Brooklyn, N.Y.: ‘Affordable for WHO?’
March 30 —“Luxury high-rises are being built in our neighborhoods; rents and property taxes keep going up and up; and long-term residents are being displaced! This is why the Brooklyn Anti-gentrification Network is fighting to change the city charter to make community boards elected, not appointed, and to give them veto power!” said organizer Alicia Boyd.
Speaking today at the entrance to Brooklyn’s City Hall, Boyd was among activists throughout the city who see their community boards powerless to stop developers. The gentrification of the city has a racist character, which was protested at the rally and covered by local news outlets.
New York City’s Mayor Bill de Blasio recently chose to ignore that most community boards don’t approve of his deal with developers to rezone. Developers claim that affordable housing is offered in 20 percent of the high-rise apartments now displacing housing for working-class families. Speakers today explained that alleged affordability is fixed on the income of wealthy neighborhoods. De Blasio’s term “affordable” sounds good, but isn’t applicable for most Brooklyn neighborhoods where people of color have waged many battles to obtain housing in recent decades.
BAN is using street rally tactics, including going door to door and holding town hall meetings.
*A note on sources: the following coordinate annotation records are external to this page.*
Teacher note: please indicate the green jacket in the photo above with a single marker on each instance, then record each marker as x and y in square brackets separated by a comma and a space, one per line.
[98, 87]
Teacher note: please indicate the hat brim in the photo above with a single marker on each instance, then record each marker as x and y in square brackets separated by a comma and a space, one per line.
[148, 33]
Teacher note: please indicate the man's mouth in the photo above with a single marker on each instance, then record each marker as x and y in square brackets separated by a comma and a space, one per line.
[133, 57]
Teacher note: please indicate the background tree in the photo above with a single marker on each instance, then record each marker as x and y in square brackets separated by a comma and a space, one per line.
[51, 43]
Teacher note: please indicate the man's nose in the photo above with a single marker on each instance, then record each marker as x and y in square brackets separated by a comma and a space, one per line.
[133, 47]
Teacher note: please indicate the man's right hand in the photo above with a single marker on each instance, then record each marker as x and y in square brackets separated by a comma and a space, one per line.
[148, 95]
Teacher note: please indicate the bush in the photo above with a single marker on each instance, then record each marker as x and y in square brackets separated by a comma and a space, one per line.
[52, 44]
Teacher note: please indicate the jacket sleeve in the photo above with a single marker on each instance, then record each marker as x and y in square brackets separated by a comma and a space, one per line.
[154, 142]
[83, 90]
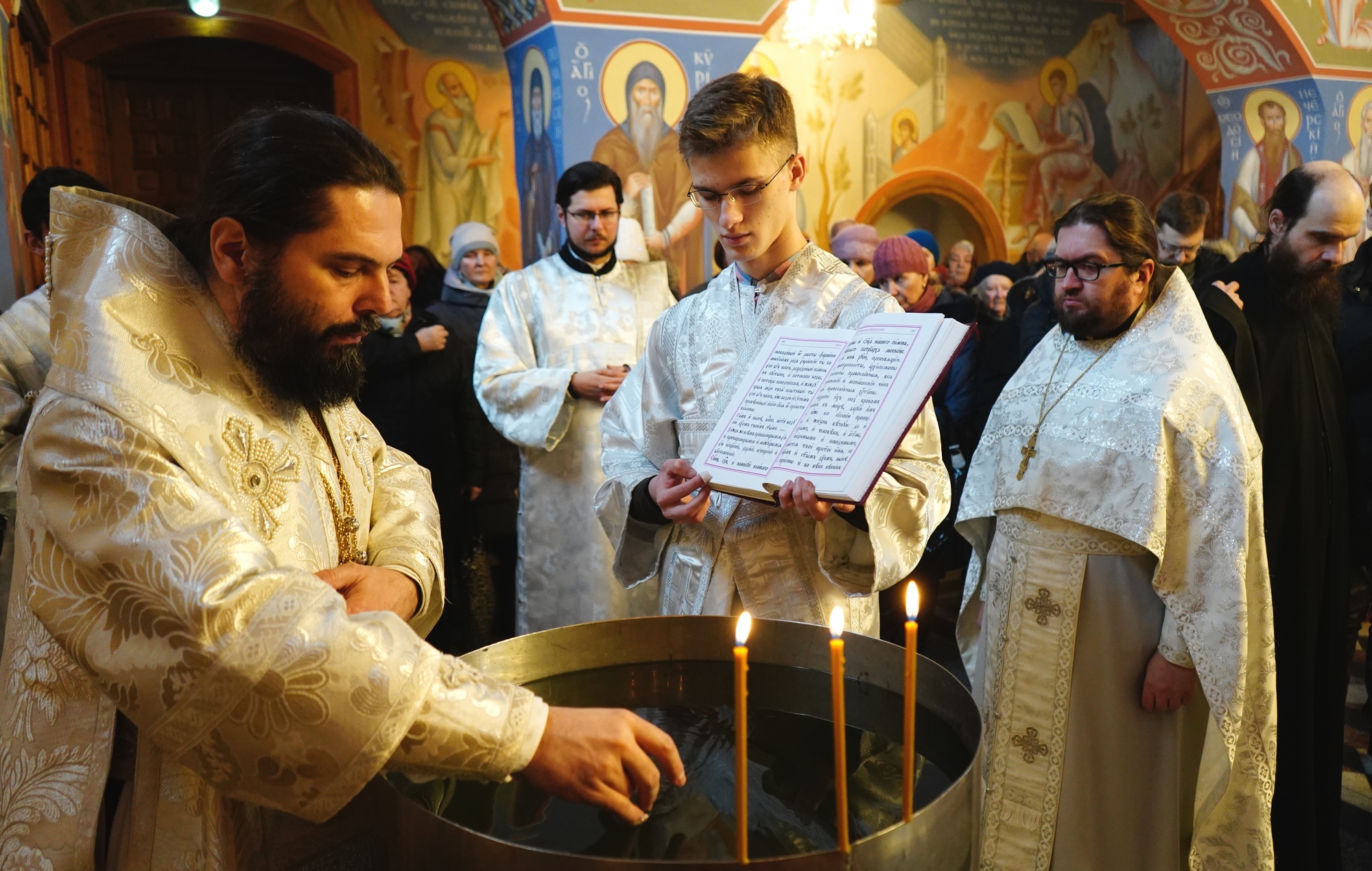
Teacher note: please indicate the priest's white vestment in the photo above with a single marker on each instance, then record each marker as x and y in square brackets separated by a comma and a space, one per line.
[545, 324]
[750, 555]
[1137, 527]
[172, 521]
[25, 356]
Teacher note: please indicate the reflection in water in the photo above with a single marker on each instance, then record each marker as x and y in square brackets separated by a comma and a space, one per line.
[791, 807]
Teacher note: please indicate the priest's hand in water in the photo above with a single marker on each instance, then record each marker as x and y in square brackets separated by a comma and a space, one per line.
[599, 385]
[368, 588]
[799, 496]
[1167, 687]
[680, 492]
[604, 758]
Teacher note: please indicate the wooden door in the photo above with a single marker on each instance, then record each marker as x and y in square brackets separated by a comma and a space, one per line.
[31, 99]
[168, 102]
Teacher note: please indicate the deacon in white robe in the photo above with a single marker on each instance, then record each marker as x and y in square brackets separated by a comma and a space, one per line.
[25, 357]
[747, 555]
[545, 324]
[1130, 525]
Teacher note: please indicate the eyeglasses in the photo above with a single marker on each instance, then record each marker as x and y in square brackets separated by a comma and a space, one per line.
[588, 217]
[743, 195]
[1176, 250]
[1086, 271]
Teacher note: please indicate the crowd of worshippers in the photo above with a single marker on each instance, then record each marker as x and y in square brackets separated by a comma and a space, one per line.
[1137, 504]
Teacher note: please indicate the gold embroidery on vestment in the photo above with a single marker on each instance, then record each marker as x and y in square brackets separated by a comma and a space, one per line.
[260, 471]
[1031, 745]
[1043, 607]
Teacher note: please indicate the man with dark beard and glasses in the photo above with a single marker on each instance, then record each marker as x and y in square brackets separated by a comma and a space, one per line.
[1282, 350]
[1116, 619]
[558, 339]
[228, 574]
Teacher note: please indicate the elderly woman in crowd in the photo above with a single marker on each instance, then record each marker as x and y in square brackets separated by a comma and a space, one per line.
[986, 363]
[958, 270]
[901, 268]
[857, 245]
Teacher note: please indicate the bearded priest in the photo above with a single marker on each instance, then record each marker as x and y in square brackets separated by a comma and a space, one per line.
[226, 575]
[717, 553]
[1275, 315]
[1115, 508]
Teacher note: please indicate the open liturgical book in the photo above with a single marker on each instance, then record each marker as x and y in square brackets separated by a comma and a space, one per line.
[828, 405]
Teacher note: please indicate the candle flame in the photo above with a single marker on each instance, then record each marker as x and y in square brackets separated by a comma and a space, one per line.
[746, 625]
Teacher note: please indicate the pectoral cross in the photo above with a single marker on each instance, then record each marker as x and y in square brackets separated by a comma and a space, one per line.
[1028, 452]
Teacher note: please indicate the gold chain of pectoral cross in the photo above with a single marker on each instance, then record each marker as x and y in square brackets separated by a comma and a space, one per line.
[1031, 448]
[345, 522]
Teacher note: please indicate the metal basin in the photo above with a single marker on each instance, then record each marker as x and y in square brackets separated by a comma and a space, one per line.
[678, 670]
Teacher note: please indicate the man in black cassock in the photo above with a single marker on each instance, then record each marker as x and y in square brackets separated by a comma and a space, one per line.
[1278, 337]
The protesters’ determination was heard in the chant “Whose city? Our city!”
A few days later, more than 100 East New Yorkers met at a community church on a bitterly cold April 3 to ride the long distance to Manhattan’s City Hall. There, they appealed to a mayor who boosts an affordable housing plan that is really a plan of, by and for real estate developers — not for the working class and people of color. Speakers explained their plight in different ways as the large crowd of East New Yorkers covered the wide steps leading to the City Hall entrance.
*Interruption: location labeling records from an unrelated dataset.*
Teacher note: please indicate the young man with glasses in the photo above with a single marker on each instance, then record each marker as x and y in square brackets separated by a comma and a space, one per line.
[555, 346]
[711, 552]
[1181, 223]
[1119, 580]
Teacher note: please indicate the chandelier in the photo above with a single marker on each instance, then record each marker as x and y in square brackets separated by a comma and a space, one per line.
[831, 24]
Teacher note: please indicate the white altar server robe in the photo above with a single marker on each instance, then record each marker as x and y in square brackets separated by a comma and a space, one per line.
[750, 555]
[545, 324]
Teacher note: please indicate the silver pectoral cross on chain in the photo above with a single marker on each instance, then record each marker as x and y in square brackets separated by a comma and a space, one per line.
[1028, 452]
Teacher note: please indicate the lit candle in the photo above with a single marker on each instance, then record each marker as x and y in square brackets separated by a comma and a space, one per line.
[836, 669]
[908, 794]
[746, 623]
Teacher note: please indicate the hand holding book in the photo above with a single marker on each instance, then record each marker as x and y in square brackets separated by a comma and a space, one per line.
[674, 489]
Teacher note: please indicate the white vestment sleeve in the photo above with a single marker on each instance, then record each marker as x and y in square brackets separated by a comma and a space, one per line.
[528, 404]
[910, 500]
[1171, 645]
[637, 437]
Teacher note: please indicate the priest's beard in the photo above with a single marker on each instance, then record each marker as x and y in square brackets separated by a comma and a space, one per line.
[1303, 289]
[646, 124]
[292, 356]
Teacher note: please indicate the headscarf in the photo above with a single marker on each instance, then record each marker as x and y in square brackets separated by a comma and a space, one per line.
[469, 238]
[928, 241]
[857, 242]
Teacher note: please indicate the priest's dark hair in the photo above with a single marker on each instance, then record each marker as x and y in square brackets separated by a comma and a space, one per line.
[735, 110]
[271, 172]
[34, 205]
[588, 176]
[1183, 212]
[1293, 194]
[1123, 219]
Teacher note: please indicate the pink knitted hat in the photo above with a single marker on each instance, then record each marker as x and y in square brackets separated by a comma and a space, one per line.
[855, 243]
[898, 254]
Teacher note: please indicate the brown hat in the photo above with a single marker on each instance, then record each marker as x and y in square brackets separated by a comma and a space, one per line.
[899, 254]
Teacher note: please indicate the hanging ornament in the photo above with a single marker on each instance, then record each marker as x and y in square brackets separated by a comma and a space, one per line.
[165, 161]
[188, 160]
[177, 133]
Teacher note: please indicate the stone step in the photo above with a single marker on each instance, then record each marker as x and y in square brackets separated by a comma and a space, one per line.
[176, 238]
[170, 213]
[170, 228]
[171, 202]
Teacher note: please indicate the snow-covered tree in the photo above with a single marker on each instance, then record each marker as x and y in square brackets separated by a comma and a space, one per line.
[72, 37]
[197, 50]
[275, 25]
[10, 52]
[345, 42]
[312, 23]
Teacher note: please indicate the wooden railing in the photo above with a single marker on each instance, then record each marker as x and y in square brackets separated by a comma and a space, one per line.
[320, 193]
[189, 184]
They had the support of a Latina tenant leader from the southwest Bronx who spoke about demanding a “No” vote to rezoning their East New York neighborhood that would require only 3 percent of 6,000 new units to be affordable. The mostly Black and Brown tenants in the area are mostly low income.
Chants included: “Hey de Blasio, where we gonna go?” “Hey hey, ho ho! Luxury condos have got to go!” “What’s not for sale? East New York!” and “Our community! Our plan!” Speakers mentioned with pride a fair housing plan that these tenants have developed.